Le barbare dégaina les doubles lames de guerre jumelles qui étaient jusqu’alors
accrochées dans son dos et les fit tournoyer, déclenchant un véritable déluge d’acier
devant lui. Il se mit en posture de combat, et fit signe à Lokar d’approcher.
- Allons, viens. Tu vas comprendre pourquoi on me nomme Viveslames.
Le guerrier du chaos obtempéra sans entrain, visiblement épuisé. La Garde Sombre se
déploya en demi-cercle autour de lui, tandis que les forces de Zuul faisaient de même
autour du chef barbare. Aussi se retrouvèrent-ils dans une arène improvisée d’une
vingtaine de mètres de diamètre, et le monde entier sembla retenir son souffle tandis
que ces deux seigneurs de la Guerre se préparaient à livrer bataille.
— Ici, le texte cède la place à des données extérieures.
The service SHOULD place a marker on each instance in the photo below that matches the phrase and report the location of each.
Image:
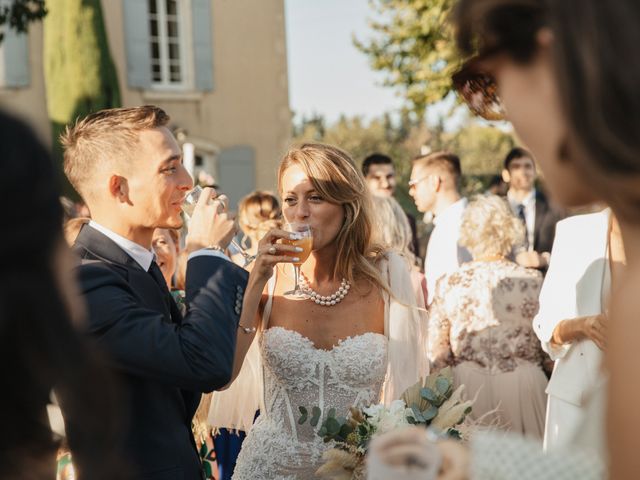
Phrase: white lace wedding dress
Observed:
(298, 374)
(283, 371)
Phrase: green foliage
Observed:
(80, 76)
(413, 44)
(481, 147)
(19, 13)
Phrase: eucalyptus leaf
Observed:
(417, 415)
(304, 414)
(442, 385)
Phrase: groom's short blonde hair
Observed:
(104, 139)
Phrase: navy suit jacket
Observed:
(163, 361)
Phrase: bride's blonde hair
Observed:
(335, 177)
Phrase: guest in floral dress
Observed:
(481, 323)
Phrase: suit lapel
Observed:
(542, 208)
(141, 282)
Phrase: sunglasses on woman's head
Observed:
(479, 91)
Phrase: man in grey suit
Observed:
(538, 216)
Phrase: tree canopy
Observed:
(19, 13)
(413, 44)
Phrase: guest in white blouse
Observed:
(571, 323)
(434, 188)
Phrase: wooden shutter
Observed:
(137, 42)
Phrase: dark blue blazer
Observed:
(163, 361)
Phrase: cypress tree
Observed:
(80, 75)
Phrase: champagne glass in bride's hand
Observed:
(302, 238)
(190, 201)
(404, 454)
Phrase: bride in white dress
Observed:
(367, 347)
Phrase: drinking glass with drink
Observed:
(302, 237)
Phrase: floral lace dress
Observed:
(481, 323)
(298, 374)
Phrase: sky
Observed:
(327, 74)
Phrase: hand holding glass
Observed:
(189, 204)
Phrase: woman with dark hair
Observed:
(40, 351)
(567, 73)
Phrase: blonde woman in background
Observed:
(480, 322)
(392, 229)
(258, 213)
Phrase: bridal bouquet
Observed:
(432, 403)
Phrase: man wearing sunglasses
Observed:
(532, 207)
(434, 187)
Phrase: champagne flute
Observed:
(189, 204)
(303, 239)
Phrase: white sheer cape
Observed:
(406, 331)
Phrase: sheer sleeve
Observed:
(406, 330)
(510, 456)
(235, 407)
(440, 353)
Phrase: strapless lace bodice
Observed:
(298, 374)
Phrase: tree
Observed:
(19, 13)
(414, 46)
(80, 76)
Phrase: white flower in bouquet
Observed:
(387, 419)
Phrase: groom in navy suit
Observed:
(128, 168)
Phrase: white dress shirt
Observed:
(140, 254)
(529, 204)
(444, 255)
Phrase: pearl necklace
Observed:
(324, 300)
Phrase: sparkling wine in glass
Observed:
(303, 239)
(189, 204)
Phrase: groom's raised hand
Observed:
(211, 225)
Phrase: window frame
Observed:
(185, 47)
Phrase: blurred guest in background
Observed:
(258, 213)
(480, 322)
(588, 258)
(380, 175)
(164, 360)
(166, 245)
(533, 209)
(40, 351)
(434, 187)
(392, 230)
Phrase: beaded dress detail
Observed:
(296, 373)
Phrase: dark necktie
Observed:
(156, 274)
(523, 219)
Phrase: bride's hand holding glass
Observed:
(210, 224)
(273, 249)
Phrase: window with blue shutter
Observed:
(236, 173)
(14, 59)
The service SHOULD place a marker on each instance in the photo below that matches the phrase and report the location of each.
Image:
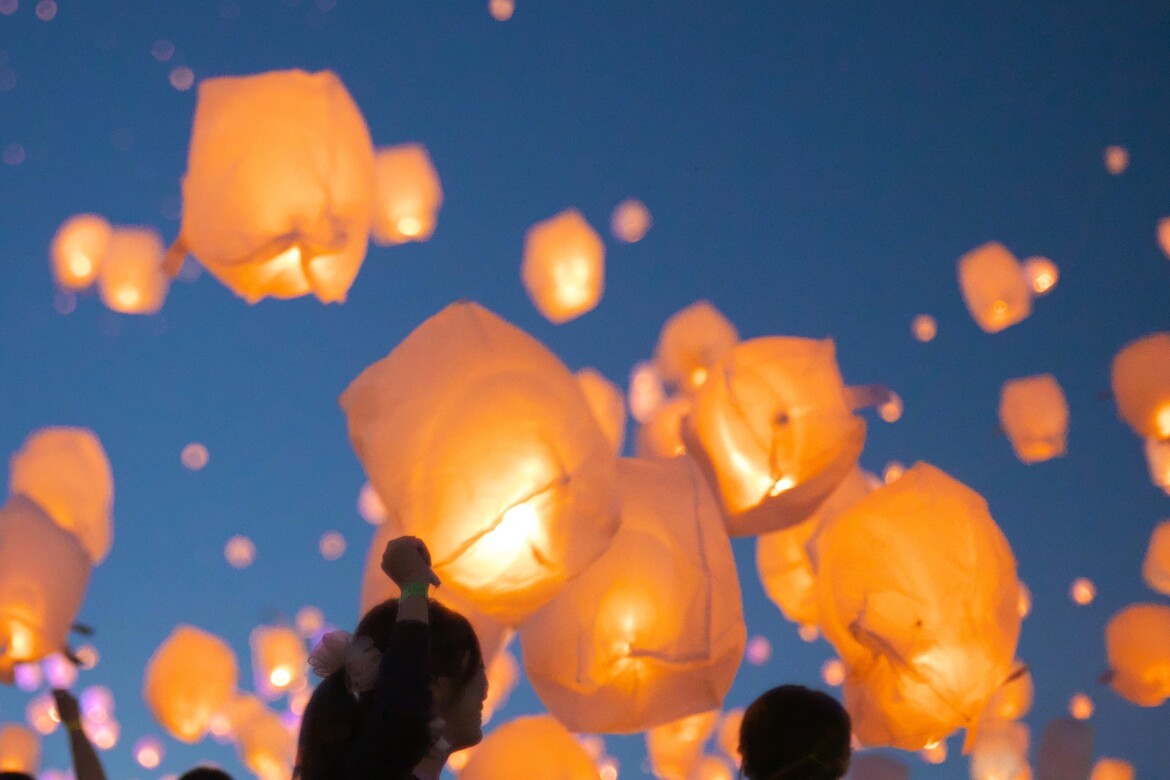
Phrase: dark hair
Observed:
(793, 732)
(334, 718)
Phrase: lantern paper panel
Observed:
(408, 194)
(280, 186)
(532, 746)
(481, 442)
(775, 433)
(690, 343)
(1141, 385)
(1034, 415)
(995, 288)
(66, 471)
(917, 593)
(653, 630)
(190, 678)
(563, 269)
(36, 612)
(1137, 643)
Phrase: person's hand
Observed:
(407, 560)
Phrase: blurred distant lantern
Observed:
(1156, 565)
(280, 186)
(1065, 751)
(674, 749)
(131, 280)
(775, 434)
(64, 470)
(1034, 415)
(1141, 385)
(406, 206)
(36, 611)
(20, 749)
(607, 404)
(191, 677)
(993, 287)
(782, 557)
(1137, 642)
(564, 267)
(926, 639)
(534, 746)
(480, 441)
(653, 630)
(690, 343)
(1041, 274)
(631, 221)
(280, 661)
(77, 250)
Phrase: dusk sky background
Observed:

Ce fut Viveslames qui chargea le premier, assénant une pluie de coups furieux de ses
épées doubles. Lokar se contenta de parer, le champion du Chaos étant visiblement à
bout de forces. Les soldats de Zuul s’écartèrent pour laisser reculer le guerrier en
difficultés, mais il finit par se retrouver acculé à un mur, tandis que son adversaire
continuait d’avancer irrésistiblement, protégé derrière sa barrière d’acier dansant.
- Et voici venue ta fin, Buveur d’âmes ! Zuul sera ta tombe ! éructa le barbare en
chargeant.
Une de ses lames ne rencontra aucune résistance et vint se ficher dans le flanc de son
adversaire, traversant la lourde armure de celui-ci pour se planter profondément dans
sa chair. Mais Lokar ignora la blessure et attrapa la poignée de la seconde épée double
de sa main libre, broyant la main de Viveslames d’une étreinte de fer.
- Tu parles trop, grogna-t-il. Observe comment un véritable guerrier devrait
utiliser sa bouche.
Puis il se pencha en avant et arracha sauvagement le nez de son adversaire avec ses
dents. Vivelames poussa un hurlement suraigu et recula brutalement, s’efforçant
vainement de juguler le sang qui giclait de son visage mutilé. Alors il perçut un
mouvement à travers le brouillard écarlate qui lui voilait les yeux, et il comprit que sa
dernière heure était venue.
La redoutable épée démon s’abattit sans aucune pitié, et la tête du chef barbare roula
sur le pavé tandis que son corps s’effondrait lourdement au sol. Alors le champion du
Chaos, qui semblait avoir recouvré en vigueur et en superbe, fit quelques pas vers les
milliers de soldats qui l’encerclaient, et tous reculèrent instinctivement, terrifiés
face à ce monstre recouvert de sang qui n’avait plus rien d’un être humain.
- Que ceux qui désirent connaître le même sort s’avance, siffla-t-il froidement.
Peu me chaut si vous êtes dix, cent, ou mille. Je jure sur tous les démons de
l’enfer que pas un seul d’entre vous n’y survivra.